Als „mögliche“ Fälle kommen nunmehr nur die 506 geimpften Personen in Frage, als „günstige“ Fälle die 117 geimpften und erkrankten Personen. Daher gilt:
\[P(B│A)=\frac{117}{506}\approx 23\%\]
Mit Hilfe des Laplace-Ansatzes ergibt sich dann:
\(P(B│A)=\frac{|A∩B|}{|A|} = \frac{\frac{|A\cap B|}{|\Omega|}}{\frac{|A|}{|Ω|}}=\frac{P(A\cap B)}{P(A)}\)
Damit wurde die Wahrscheinlichkeit \(P(B│A)\) mit Hilfe von Werten der Wahrscheinlichkeitsverteilung \(P\) ausgedrückt.
Definition (Bedingte Wahrscheinlichkeiten)

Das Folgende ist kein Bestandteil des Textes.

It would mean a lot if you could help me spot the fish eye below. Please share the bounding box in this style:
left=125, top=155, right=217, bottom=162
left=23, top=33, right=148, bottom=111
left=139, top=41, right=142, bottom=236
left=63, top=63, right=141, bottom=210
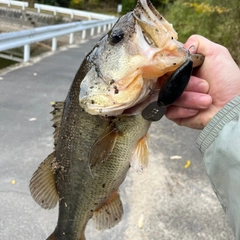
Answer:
left=109, top=28, right=124, bottom=45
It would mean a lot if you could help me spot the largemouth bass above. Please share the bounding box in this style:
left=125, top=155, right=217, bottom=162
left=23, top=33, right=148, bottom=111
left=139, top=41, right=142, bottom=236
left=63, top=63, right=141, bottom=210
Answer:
left=30, top=0, right=203, bottom=240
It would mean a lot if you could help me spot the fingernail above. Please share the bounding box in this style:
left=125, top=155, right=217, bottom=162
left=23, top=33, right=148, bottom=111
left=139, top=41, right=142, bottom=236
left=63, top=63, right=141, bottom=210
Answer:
left=188, top=109, right=199, bottom=115
left=198, top=80, right=209, bottom=93
left=198, top=94, right=212, bottom=108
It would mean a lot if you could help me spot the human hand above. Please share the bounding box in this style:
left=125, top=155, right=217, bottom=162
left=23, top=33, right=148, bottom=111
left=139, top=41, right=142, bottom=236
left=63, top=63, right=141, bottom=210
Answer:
left=166, top=35, right=240, bottom=129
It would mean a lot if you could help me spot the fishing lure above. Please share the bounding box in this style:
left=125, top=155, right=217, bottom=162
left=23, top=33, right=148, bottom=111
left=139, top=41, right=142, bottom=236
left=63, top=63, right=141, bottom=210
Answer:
left=142, top=58, right=193, bottom=121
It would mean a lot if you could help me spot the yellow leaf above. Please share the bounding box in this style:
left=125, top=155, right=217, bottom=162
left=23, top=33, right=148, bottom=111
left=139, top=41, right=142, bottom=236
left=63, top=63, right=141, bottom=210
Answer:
left=184, top=160, right=191, bottom=168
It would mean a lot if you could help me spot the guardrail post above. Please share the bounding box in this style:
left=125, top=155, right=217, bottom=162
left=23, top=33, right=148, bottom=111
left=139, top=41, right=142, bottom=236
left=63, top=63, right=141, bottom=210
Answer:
left=69, top=33, right=74, bottom=44
left=90, top=27, right=94, bottom=36
left=23, top=44, right=30, bottom=62
left=82, top=30, right=86, bottom=39
left=52, top=37, right=57, bottom=52
left=97, top=26, right=101, bottom=34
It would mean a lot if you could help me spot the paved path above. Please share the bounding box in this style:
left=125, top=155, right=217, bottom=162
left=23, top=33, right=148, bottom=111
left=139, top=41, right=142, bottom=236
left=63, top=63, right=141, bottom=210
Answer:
left=0, top=36, right=233, bottom=240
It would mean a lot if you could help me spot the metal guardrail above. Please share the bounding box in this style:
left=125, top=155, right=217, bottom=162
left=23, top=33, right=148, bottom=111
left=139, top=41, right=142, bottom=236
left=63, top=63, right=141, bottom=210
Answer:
left=0, top=0, right=115, bottom=20
left=0, top=0, right=28, bottom=10
left=34, top=3, right=115, bottom=20
left=0, top=18, right=117, bottom=62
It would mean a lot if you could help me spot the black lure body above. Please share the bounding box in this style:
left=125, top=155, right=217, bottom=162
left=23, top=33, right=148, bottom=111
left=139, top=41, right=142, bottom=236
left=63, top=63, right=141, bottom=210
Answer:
left=142, top=58, right=193, bottom=121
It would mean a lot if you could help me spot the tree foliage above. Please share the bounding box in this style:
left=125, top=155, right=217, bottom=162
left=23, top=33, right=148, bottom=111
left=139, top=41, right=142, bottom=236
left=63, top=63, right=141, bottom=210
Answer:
left=164, top=0, right=240, bottom=64
left=36, top=0, right=240, bottom=64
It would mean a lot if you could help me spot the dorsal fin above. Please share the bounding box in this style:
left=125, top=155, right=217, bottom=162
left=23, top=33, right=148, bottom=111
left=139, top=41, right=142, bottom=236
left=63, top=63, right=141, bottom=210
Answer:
left=51, top=102, right=64, bottom=147
left=92, top=192, right=123, bottom=230
left=29, top=151, right=59, bottom=209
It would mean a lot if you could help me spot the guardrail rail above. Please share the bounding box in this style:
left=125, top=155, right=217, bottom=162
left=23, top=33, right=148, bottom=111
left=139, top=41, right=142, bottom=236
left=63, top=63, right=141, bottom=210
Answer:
left=0, top=18, right=117, bottom=62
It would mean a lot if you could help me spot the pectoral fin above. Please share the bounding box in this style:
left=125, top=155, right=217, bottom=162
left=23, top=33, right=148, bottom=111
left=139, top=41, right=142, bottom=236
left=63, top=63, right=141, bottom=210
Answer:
left=92, top=192, right=123, bottom=230
left=51, top=102, right=64, bottom=146
left=89, top=124, right=118, bottom=168
left=29, top=152, right=59, bottom=209
left=130, top=134, right=149, bottom=174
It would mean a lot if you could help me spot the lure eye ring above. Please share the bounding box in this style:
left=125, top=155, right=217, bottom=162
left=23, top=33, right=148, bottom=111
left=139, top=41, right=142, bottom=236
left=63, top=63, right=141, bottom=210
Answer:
left=109, top=28, right=124, bottom=45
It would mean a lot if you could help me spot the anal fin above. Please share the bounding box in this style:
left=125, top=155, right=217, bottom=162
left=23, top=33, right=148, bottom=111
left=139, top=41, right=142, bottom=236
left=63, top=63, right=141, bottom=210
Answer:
left=29, top=152, right=59, bottom=209
left=92, top=192, right=123, bottom=230
left=130, top=133, right=149, bottom=174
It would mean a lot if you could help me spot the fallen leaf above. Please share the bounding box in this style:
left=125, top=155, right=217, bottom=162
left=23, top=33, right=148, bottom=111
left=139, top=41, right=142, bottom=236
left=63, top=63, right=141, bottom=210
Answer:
left=184, top=160, right=191, bottom=168
left=170, top=155, right=182, bottom=160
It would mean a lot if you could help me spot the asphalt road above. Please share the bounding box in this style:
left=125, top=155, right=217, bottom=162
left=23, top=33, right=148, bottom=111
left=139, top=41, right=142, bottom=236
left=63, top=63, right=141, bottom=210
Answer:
left=0, top=34, right=233, bottom=240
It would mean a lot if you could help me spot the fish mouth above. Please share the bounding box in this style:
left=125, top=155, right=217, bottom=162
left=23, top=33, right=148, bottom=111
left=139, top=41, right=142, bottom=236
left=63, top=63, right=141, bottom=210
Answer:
left=80, top=0, right=187, bottom=116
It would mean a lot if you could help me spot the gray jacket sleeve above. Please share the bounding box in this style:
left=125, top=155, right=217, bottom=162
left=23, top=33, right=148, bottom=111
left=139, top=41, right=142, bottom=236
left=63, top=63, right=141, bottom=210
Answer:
left=197, top=95, right=240, bottom=239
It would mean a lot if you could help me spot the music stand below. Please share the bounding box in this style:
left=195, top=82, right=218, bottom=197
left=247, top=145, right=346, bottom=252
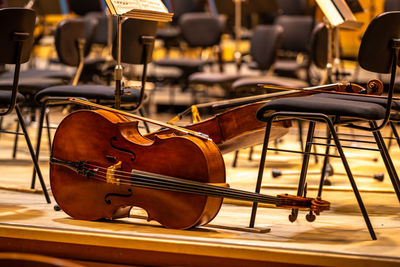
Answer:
left=112, top=16, right=157, bottom=109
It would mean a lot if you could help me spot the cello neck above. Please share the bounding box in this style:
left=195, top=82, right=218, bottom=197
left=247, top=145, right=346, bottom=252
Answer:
left=51, top=158, right=329, bottom=212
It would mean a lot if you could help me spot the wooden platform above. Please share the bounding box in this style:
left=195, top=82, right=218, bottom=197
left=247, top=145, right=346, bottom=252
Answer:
left=0, top=112, right=400, bottom=266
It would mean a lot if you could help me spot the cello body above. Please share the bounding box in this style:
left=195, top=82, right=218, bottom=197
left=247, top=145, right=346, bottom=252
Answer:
left=50, top=110, right=225, bottom=229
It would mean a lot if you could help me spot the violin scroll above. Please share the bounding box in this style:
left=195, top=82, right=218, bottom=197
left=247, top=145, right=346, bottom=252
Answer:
left=276, top=194, right=331, bottom=215
left=335, top=79, right=383, bottom=95
left=367, top=79, right=383, bottom=95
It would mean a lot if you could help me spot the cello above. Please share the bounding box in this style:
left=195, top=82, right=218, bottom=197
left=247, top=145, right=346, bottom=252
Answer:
left=145, top=80, right=383, bottom=154
left=50, top=110, right=330, bottom=229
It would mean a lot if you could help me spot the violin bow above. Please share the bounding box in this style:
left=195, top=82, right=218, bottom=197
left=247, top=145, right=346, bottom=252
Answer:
left=68, top=97, right=211, bottom=140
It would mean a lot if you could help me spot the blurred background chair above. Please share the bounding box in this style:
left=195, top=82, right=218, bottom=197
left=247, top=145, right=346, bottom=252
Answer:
left=32, top=19, right=157, bottom=188
left=0, top=8, right=50, bottom=203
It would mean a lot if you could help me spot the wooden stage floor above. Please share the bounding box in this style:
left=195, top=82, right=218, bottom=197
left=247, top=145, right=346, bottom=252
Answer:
left=0, top=113, right=400, bottom=266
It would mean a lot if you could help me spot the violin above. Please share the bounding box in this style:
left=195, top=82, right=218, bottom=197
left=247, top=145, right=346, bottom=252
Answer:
left=50, top=110, right=330, bottom=229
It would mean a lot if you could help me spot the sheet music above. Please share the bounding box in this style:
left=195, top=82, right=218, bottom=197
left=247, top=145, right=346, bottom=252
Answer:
left=141, top=0, right=167, bottom=12
left=112, top=0, right=141, bottom=14
left=112, top=0, right=166, bottom=14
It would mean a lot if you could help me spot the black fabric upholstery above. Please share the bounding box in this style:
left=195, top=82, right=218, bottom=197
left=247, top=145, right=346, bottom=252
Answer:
left=155, top=58, right=211, bottom=71
left=250, top=25, right=282, bottom=70
left=68, top=0, right=104, bottom=16
left=0, top=78, right=63, bottom=95
left=257, top=96, right=386, bottom=121
left=0, top=78, right=63, bottom=95
left=358, top=11, right=400, bottom=73
left=276, top=0, right=308, bottom=15
left=35, top=85, right=140, bottom=104
left=309, top=23, right=328, bottom=69
left=383, top=0, right=400, bottom=12
left=0, top=91, right=25, bottom=107
left=113, top=19, right=157, bottom=64
left=55, top=19, right=86, bottom=66
left=275, top=16, right=314, bottom=52
left=179, top=12, right=224, bottom=47
left=0, top=69, right=73, bottom=80
left=189, top=72, right=240, bottom=84
left=317, top=93, right=400, bottom=111
left=232, top=77, right=293, bottom=93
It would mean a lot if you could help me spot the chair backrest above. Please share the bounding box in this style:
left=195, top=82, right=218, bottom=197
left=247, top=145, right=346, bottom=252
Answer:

Seien \((\Omega, \wp (\Omega), P )\) ein endlicher Wahrscheinlichkeitsraum und \(B\) ein Ereignis mit \(P(B)>0\). Dann heißt
\(P(A│B)≔\frac{P(A∩B)}{P(B)}\)
bedingte Wahrscheinlichkeit von \(A\) unter der Bedingung \(B\). Alternativ wird die Schreibweise \(P_B (A)\) verwendet.
Satz
Seien \((\Omega, \wp (\Omega), P )\) ein endlicher Wahrscheinlichkeitsraum und \(B\) ein Ereignis mit \(P(B)>0\). Dann ist die Funktion
\[P(*│B)\colon P(\Omega)\longrightarrow\mathbb{R}^{\geq 0}\]
mit
\[P(A│B):= \frac{P(A∩B)}{P(B)}\]
die jedem Ereignis \(A\in P(\Omega)\) die Wahrscheinlichkeit \(P(A│B)\) zuordnet, ein Wahrscheinlichkeitsmaß auf \(P(\Omega)\).
Hinweise:
- Auch bei den bislang in diesem Kurs untersuchten Wahrscheinlichkeiten \(P(A)\) handelt es sich um bedingte Wahrscheinlichkeiten. Es gilt \[P(A│\Omega):=\frac{P(A\cap\Omega)}{P(\Omega)} =\frac{P(A)}{1}=P(A)\] für alle \(A\in P(\Omega)\)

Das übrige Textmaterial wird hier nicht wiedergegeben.